The U.S. added 943,000 jobs in July and saw the unemployment rate drop from 5.9 percent to 5.4 percent as the country ended the month with a record 10 million job openings. Labor force participation also picked up as an increasing percentage of workers got vaccinated and returned to the job search.
But progressives argue it’s still too soon to pull support for struggling Americans given the uncertainty created by another wave of COVID-19 and disparities in the pace of recovery along demographic lines.
While the unemployment rate for whites dropped to 4.8 percent in July, the Black unemployment rate fell from 9.2 percent to a still-high 8.2 percent because of a significant drop in labor force participation. Hispanic unemployment fell from 7.4 percent to 6.6 percent without a decline in the labor force, but it is still considerably above the jobless rate for whites.
“Our long-term unemployed, our Black and Latinx workers continue to need these benefits because, due to systemic racism, they face longer periods of unemployment,” said Jenna Gerry, senior staff attorney with the National Employment Law Project, an advocacy group that supports expanded jobless benefits and greater labor protections.
“By cutting this off, we're going to exacerbate the inequity that already exists within our economy.”
Gerry and other experts estimate that 7.5 million stand to lose all of their unemployment aid after Labor Day.
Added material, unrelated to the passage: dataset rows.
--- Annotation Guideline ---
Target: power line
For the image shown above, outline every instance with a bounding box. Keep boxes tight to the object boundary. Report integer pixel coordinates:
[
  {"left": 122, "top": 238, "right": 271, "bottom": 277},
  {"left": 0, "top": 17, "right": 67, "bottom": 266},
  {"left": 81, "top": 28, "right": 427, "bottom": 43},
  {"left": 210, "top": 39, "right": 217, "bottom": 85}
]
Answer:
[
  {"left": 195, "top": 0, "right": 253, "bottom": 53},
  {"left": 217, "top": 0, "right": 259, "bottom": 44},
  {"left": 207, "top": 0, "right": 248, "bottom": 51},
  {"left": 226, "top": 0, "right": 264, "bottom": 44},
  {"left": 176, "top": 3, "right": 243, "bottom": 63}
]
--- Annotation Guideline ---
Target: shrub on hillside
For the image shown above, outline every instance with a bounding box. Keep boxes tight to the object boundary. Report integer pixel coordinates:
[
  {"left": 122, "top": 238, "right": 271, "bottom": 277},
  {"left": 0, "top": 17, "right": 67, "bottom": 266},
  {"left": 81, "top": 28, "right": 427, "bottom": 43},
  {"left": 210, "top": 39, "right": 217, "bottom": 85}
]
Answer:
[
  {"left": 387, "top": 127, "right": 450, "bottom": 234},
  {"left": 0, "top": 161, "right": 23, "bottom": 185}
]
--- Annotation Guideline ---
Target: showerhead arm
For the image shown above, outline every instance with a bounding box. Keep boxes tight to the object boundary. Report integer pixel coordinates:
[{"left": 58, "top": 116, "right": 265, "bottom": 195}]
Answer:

The group includes 4.3 million gig workers and contractors who are recipients of Pandemic Unemployment Assistance and roughly 3.2 million Americans receiving Pandemic Emergency Unemployment Compensation, which provides up to 53 weeks of additional aid for those who’ve exceeded their state allowances.
Those still able to collect traditional unemployment benefits will also lose the $300 weekly boost to payments in place since the beginning of 2021.
“The vast majority will be totally cut off,” Gerry said.
Democrats have little time to act if they want to avert the looming unemployment cliff. Since jobless benefits are distributed through a patchwork of antiquated systems, renewing the pandemic programs could take weeks to firm up in state computers.
Progressive lawmakers have shown little urgency after winning a bruising fight to extend the Centers for Disease Control and Prevention eviction ban. But while Biden ultimately issued another temporary moratorium, the president lacks authority to extend unemployment benefits on his own.
It’s also far from certain how the delta variant will impact the U.S. economy heading into the fall, when more activities move indoors.
Delta’s surge has overwhelmed poorly vaccinated areas while driving another wave of canceled events, delayed office reopenings and anxiety that could slow the recovery. Several gauges of consumer and business confidence have plunged in August, and prolonged school closures could pose another hurdle to workers.
Some policymakers, including Federal Reserve Chairman Jerome Powell, expressed confidence in the early days of delta’s surge that the economy would be able to withstand another setback.
“What we’ve seen is with successive waves of COVID over the past year and some months now, there has tended to be less in the way of economic implications from each wave,” Powell said on July 28. “We will see whether that is the case with the delta variety, but it’s certainly not an unreasonable expectation.”
But Gerry argued that greater child care responsibilities and other delta-related limitations could narrow job options for those still struggling to return to the labor force, necessitating more time with benefits to smooth the process.
“We don't know what's going to happen with schools. Just having an open job isn't enough. We need the proper support to allow these workers the ability to get back to quality jobs,” she said.